Acting almost entirely on a survival instinct, his long fingers slid frantically across the trackpad, forcibly closing the email interface entirely with an exceptionally swift, near-disheveled speed.
The computer monitor cut back to the dense rows of correction data, yet those lines that were originally beautiful now distorted like writhing, hideous vipers in Silas's eyes.
Silas closed his eyes, heavily exhaling the remaining cold air trapped in his lungs, doing his utmost to make his voice sound as ripple-free as usual. "It's nothing... just a piece of spam mail that wasn't filtered completely clean."
But he severely underestimated the observation skills of a top-tier Alpha.

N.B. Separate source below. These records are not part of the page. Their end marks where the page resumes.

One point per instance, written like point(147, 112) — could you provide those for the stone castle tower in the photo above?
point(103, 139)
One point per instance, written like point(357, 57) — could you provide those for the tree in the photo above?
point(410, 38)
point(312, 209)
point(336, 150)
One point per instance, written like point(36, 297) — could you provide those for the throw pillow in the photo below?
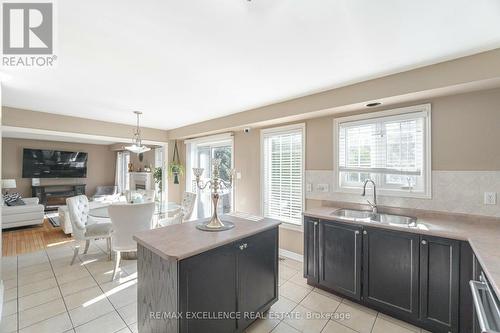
point(11, 197)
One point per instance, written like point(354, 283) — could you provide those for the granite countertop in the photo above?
point(482, 233)
point(180, 241)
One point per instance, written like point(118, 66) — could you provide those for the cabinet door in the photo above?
point(439, 286)
point(391, 264)
point(340, 258)
point(311, 249)
point(207, 282)
point(257, 274)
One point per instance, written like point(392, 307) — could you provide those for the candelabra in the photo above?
point(216, 185)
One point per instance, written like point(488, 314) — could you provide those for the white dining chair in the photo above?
point(127, 220)
point(85, 228)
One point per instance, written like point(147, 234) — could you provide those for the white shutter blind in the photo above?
point(389, 150)
point(283, 175)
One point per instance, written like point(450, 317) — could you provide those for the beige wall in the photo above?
point(100, 167)
point(465, 136)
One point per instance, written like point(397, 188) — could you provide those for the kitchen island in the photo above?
point(197, 281)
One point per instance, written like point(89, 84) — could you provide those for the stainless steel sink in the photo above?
point(367, 216)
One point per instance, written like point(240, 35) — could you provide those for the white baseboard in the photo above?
point(291, 255)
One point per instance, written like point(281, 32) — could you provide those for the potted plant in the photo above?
point(175, 168)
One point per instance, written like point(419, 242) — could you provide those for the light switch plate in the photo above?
point(490, 198)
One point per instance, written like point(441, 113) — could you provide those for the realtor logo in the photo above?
point(28, 29)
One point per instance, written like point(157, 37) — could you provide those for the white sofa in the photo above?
point(18, 216)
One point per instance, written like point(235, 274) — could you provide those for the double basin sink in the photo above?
point(367, 216)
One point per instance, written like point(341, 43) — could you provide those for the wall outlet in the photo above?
point(322, 188)
point(490, 198)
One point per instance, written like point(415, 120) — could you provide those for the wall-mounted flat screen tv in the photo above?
point(41, 163)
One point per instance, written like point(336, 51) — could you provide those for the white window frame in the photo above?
point(427, 155)
point(280, 130)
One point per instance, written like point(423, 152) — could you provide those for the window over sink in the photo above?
point(392, 148)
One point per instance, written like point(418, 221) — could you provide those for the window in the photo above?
point(283, 173)
point(122, 175)
point(201, 152)
point(390, 147)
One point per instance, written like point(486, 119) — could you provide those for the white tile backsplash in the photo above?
point(452, 191)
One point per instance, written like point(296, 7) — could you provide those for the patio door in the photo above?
point(201, 154)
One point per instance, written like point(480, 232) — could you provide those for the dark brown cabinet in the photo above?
point(257, 274)
point(340, 258)
point(391, 264)
point(311, 226)
point(245, 271)
point(439, 283)
point(416, 278)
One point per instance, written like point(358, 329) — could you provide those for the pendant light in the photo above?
point(137, 146)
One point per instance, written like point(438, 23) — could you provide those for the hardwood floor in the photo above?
point(30, 239)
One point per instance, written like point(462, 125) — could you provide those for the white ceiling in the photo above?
point(182, 62)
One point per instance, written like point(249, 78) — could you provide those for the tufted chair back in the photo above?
point(188, 200)
point(128, 219)
point(78, 208)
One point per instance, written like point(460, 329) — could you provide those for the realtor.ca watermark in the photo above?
point(28, 34)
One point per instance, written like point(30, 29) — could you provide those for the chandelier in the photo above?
point(137, 146)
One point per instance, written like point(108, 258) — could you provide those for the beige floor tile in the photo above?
point(40, 313)
point(44, 266)
point(297, 265)
point(286, 272)
point(82, 297)
point(8, 324)
point(327, 294)
point(10, 294)
point(9, 308)
point(77, 285)
point(386, 326)
point(355, 317)
point(129, 313)
point(36, 287)
point(334, 327)
point(121, 297)
point(320, 303)
point(301, 281)
point(282, 306)
point(307, 321)
point(294, 292)
point(70, 276)
point(403, 324)
point(284, 328)
point(57, 324)
point(108, 323)
point(38, 298)
point(90, 311)
point(24, 279)
point(263, 325)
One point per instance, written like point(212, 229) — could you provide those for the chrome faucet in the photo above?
point(374, 204)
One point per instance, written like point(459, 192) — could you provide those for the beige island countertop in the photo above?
point(482, 233)
point(180, 241)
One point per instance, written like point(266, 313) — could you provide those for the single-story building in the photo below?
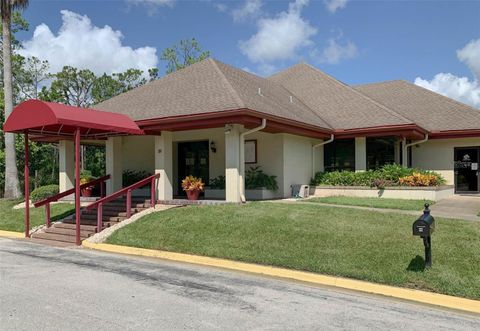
point(211, 119)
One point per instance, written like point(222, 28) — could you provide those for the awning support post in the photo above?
point(27, 187)
point(77, 186)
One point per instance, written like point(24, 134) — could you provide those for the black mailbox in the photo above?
point(425, 224)
point(424, 227)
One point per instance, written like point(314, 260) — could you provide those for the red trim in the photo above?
point(77, 186)
point(411, 131)
point(455, 134)
point(55, 119)
point(60, 195)
point(27, 187)
point(247, 117)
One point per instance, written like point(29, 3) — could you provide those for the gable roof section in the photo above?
point(337, 103)
point(432, 111)
point(209, 87)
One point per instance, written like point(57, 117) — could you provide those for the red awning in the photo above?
point(50, 119)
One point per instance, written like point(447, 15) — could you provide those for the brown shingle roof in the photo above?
point(337, 103)
point(430, 110)
point(210, 86)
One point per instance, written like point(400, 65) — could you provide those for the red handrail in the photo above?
point(58, 196)
point(128, 191)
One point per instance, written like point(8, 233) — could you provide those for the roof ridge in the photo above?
point(241, 103)
point(441, 95)
point(330, 126)
point(392, 112)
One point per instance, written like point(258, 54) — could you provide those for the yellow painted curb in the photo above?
point(11, 234)
point(436, 299)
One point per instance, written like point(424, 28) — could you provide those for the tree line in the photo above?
point(31, 78)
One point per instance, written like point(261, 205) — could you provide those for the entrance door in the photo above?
point(192, 160)
point(467, 172)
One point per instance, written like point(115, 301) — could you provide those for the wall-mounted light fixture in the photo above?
point(213, 147)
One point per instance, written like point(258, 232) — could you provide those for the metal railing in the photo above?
point(46, 202)
point(124, 191)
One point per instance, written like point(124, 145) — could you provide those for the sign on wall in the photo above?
point(250, 151)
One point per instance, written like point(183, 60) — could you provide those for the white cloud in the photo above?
point(335, 52)
point(333, 5)
point(459, 88)
point(470, 55)
point(80, 44)
point(152, 5)
point(280, 37)
point(249, 10)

Following the direction of the gaze Silas had used to close the window, Hunter's eyes slowly swept across the computer screen, which had already returned to normal. He did not press to ask what exactly was written in that so-called "spam mail," nor did he touch Silas's intentionally maintained dignity as a professor.
But he had seen it.
He had seen it with absolute clarity—when Silas closed the window with that rapid speed just now, those hands, which had always been as steady as a mountain before surgical tables and precision instruments without a single micrometer of error, were shaking.
It was an exceptionally fine, yet无尽 tremor carrying dread and resistance.

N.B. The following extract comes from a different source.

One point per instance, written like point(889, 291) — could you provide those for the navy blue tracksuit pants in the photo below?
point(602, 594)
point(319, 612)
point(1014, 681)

Hunter had known Silas for so long; he had seen him cold-faced, he had seen him restrained, he had seen his ear-tips flush from emotion, yet he had never seen this man terrified to such a state because of something.

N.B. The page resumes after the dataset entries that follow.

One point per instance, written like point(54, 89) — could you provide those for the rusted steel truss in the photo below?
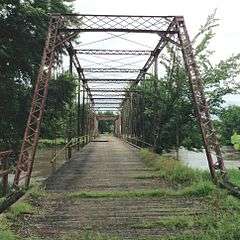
point(112, 52)
point(62, 28)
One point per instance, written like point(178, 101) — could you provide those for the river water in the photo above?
point(198, 160)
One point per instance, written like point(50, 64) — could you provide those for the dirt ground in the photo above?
point(107, 165)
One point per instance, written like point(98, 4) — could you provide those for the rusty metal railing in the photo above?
point(5, 169)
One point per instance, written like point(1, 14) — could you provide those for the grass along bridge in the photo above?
point(109, 189)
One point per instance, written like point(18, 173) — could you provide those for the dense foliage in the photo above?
point(169, 118)
point(23, 27)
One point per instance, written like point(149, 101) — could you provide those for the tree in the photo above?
point(229, 123)
point(169, 116)
point(23, 27)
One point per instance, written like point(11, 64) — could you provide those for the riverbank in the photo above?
point(181, 204)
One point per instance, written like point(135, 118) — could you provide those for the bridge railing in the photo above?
point(5, 169)
point(137, 142)
point(70, 146)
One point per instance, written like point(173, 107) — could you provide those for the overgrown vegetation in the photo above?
point(23, 26)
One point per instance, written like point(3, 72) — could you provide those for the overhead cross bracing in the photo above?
point(99, 53)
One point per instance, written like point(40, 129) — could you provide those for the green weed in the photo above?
point(20, 208)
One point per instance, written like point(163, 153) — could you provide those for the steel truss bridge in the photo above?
point(116, 79)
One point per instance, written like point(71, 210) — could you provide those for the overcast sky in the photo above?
point(227, 40)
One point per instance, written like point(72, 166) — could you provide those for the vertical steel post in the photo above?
point(156, 68)
point(78, 114)
point(83, 110)
point(31, 135)
point(70, 125)
point(210, 140)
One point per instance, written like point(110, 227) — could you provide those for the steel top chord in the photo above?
point(117, 23)
point(112, 52)
point(111, 70)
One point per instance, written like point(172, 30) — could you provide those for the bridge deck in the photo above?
point(104, 166)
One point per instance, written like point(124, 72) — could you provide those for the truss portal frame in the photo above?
point(63, 28)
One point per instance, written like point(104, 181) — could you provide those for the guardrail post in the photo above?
point(5, 177)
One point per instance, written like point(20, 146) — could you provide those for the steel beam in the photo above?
point(110, 79)
point(112, 52)
point(110, 70)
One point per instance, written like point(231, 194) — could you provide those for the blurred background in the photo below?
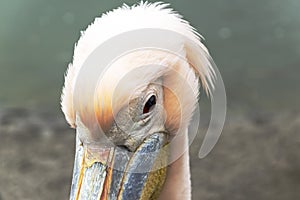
point(256, 46)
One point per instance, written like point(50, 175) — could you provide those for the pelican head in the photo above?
point(125, 130)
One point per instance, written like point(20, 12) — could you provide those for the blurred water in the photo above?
point(256, 45)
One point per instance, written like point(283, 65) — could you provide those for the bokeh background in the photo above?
point(256, 46)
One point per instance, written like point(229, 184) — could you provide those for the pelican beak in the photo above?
point(117, 174)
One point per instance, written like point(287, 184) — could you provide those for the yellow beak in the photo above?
point(117, 174)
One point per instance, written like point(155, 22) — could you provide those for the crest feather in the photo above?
point(124, 19)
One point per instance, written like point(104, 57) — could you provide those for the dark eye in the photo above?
point(149, 105)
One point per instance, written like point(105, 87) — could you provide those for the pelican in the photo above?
point(143, 100)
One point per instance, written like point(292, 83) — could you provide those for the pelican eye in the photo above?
point(149, 105)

For a moment, the office was left with only the curling steam rising from the coffee cups.
Hunter took a deep breath, dead-pressing those orange-scented pheromones—which were on the verge of overflowing due to his volatility—back into his body. Instead of leaning in to act spoiled and demand status like he usually did, he took a highly steady half-step forward, arriving right behind Silas.
Extending a broad, burning hot palm across that thin layer of the white lab coat, he slowly and exceptionally gently—yet carrying a weight of ten thousand tons—laid it upon Silas's slightly trembling shoulder.
The youth's palm was too hot, carrying the unique tenacity and certainty of a Huo family man who, once locked on, would never let go.
"No matter what it is," Hunter lowered his head, pressing his cheek close to Silas's somewhat cold earlobe. His voice was pitched extremely low, every single word landing firmly, carrying an indisputable, near-sacred sense of security. "Professor, I'm here."
I'm here. Not as an assistant researcher, but as your family, as your puppy.
That continuous, scorching scent of oranges traveling from his shoulder acted like the strongest autonomous blocker, finally forcing the physiological nausea in Silas's stomach down completely.
Silas's long eyelashes trembled violently behind his gold-rimmed lenses several times. Finally, he slowly closed his eyes, leaning his entire body backward marginally. Though it was a mere fraction of an inch, it rested squarely against the broad, solid chest of the youth behind him.
"...I know."
Silas responded in a low voice, a trace of micro-imperceptible raspiness woven into his cadence, yet he finally recaptured his warmth within the youth's palm.